In what other industry do both parties agree to the use of the same expert, yet still seek judicial validation that the expert is in fact correct? An expert is defined in Webster’s as “having, involving, or displaying special skill or knowledge derived from training or experience,” and it is that knowledge and experience that is needed in litigation because the attorneys and judges do not possess it. Judges are critical in adversarial situations where each side has its own expert and their opinions differ, but in MSA situations, we have yet to see a reported opinion where the court has been asked to actually make an MSA determination. The courts are currently being used to obtain the “judicial ruling on the merits” since CMS states that this is the only thing that will limit its recovery. Courts throughout the nation have been fairly liberal in granting this request despite having little experience with the subject matter to even question that which is presented.

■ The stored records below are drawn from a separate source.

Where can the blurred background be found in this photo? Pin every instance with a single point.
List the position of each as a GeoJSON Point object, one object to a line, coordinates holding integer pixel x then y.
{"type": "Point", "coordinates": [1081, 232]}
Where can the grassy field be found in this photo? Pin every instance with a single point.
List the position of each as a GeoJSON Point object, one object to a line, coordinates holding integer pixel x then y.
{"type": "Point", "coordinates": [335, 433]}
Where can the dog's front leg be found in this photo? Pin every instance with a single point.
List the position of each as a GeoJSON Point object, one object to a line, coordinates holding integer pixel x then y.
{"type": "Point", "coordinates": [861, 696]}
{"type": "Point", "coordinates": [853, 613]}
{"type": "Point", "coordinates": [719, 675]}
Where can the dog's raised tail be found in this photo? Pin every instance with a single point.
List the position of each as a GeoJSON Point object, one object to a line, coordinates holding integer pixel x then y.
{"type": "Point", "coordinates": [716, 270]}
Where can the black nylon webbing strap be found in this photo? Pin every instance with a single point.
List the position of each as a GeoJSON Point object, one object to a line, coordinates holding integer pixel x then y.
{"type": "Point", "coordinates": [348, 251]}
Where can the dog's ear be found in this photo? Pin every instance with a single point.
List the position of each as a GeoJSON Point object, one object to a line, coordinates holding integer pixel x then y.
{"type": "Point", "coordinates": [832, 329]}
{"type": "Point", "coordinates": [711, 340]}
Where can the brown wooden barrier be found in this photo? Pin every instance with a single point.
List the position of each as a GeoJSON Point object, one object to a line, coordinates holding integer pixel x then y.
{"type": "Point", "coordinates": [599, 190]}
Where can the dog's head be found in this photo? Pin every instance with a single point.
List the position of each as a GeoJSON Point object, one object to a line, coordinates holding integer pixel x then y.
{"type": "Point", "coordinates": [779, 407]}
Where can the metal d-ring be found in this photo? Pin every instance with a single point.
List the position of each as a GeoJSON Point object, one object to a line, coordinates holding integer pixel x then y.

Unfortunately, this is an enormous waste of judicial resources that the court system does not have to spare, particularly when the courts are not adding any value to the exercise.

There is no statutory or regulatory support for CMS’ overreaching policy concerning the ruling on the merits, but it will terminate your exposure to Medicare recoveries with a degree of finality that you cannot otherwise obtain, unless of course you are relying upon CMS approvals which is seriously in question these days with all of its post-settlement revisions. But given the time and expense of obtaining either a judicial ruling or CMS approval, why isn’t more consideration given to defending the MSA if and when it becomes a problem rather than proactively? The MSA industry is over ten years old and the vendors that work within it are in fact experts because we know what CMS is looking for and we can easily mirror its independent review since we monitor it closely through constant interaction with the agency. We can tell you what a reasonable allocation is following the same criteria CMS gives its contractors and predict when CMS is going to counter higher because of certain triggers found in your records. So if final MSA determinations rarely differ from those initially obtained from the vendors, why does the risk management industry continue to be so risk adverse when it comes to dealing with CMS?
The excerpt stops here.